Speech, Word Finding, and Comprehension
One of the most obvious signs of aphasia is speech difficulties. During language development, children may struggle to think of the right word, use correct grammar or understand the meaning of what they heard or read. Whereas congenital aphasia in children can be present from birth, acquired aphasia is rarely diagnosed, and childhood aphasia differs significantly from adult loss of language skills. Trauma is the common cause of acquired aphasia in children.
During adulthood the fundamental problem with language loss is one of recovery or re-learning of a native language, but in childhood, reversing aphasia requires the acquisition and initial development of language. With adult aphasia, the person often struggles with pronouncing words correctly, using words inaccurately, or jumbling words together without the correct spacing of silence between sounds.
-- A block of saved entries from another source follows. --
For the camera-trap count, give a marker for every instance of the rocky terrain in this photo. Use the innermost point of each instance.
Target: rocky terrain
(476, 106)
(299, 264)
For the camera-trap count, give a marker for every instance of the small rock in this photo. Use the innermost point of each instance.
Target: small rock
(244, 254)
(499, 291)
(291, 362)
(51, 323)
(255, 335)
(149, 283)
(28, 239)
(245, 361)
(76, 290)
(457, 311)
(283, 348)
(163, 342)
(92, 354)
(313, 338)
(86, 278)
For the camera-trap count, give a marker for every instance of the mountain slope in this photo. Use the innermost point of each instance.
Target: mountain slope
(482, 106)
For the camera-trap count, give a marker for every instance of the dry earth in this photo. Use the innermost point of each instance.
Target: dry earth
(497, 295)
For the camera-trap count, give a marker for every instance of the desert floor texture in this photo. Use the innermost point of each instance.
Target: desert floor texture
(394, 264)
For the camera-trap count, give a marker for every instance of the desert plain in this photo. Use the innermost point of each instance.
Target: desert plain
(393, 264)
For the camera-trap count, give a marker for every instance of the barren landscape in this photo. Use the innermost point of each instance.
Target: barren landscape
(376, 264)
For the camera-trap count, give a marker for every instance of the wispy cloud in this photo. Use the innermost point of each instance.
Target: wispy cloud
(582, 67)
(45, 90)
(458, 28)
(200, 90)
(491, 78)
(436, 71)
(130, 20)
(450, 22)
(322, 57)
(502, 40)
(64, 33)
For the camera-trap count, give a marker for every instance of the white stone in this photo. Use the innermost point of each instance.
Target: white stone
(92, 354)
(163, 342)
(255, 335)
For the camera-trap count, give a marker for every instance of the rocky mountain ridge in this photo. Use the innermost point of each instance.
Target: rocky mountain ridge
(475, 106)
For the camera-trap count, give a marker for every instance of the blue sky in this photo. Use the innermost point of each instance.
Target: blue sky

Adult Primary Progressive Aphasia
A specific type of adult aphasia, known as Primary Progressive Aphasia (PPA), leads to the gradual loss of verbal and written communication skills in adults. PPA is caused by a shrinking of certain lobes of the brain (left side of the frontal, temporal, or parietal). People with PPA may be able to use content words like nouns and verbs but face challenges in producing speech, naming objects or comprehending conversations. The three primary variants of adult PPA include:
1) Semantic PPA – People who struggle to find the right words, understand their meaning, or name people and objects may have semantic variant primary progressive aphasia. They may gradually use more general terms for specific things, such as saying “animal” instead of “cat”. Since language skills related to colors, shapes and numbers rely on a different area of the brain, the person will likely retain those abilities.
2) Nonfluent/Agrammatic PPA – As nonfluent/agrammatic PPA progresses, individuals face increasing difficulty with speech production. They may speak slower, use shorter phrases, and experience confusion with sounds for familiar words. Deciphering complex sentences and using proper grammar also becomes a challenge. Despite the decline in language skills, number recognition and emotion understanding usually remains intact.
3) Logopenic PPA – Individuals with logopenic PPA progressively struggle with formulating and expressing the words they intend to speak. As it worsens, there is a gradual decline in speed of speech. The cause of logopenic PPA is still unknown, but it is associated with the accumulation of proteins (amyloid and tau) in brain cells, similar to Alzheimer's disease. There is no cure but medications can help manage its symptoms.
With PPA often striking individuals under 65 years old and an estimated one in 100,000 people affected, a timely diagnosis is crucial. Around 40% of cases are linked to an unusual form of Alzheimer's disease that affects language skills rather than memory,. The remaining 60% are caused by frontotemporal lobar degeneration and responsible for half of all dementias in individuals under 65. It is worth noting that PPA presents differently depending on the underlying disease.
_________________
At ProLingo, we encourage everyone to monitor and protect their language skills. When it comes to the diagnosis of all types of aphasia, a brain MRI is invaluable. It can detect shrinking in specific brain areas and reveal conditions like strokes, tumors, or other brain disorders that affect speech and language. Medications, speech therapy, and adopting healthy lifestyle habits can help enhance brain health and overall well-being.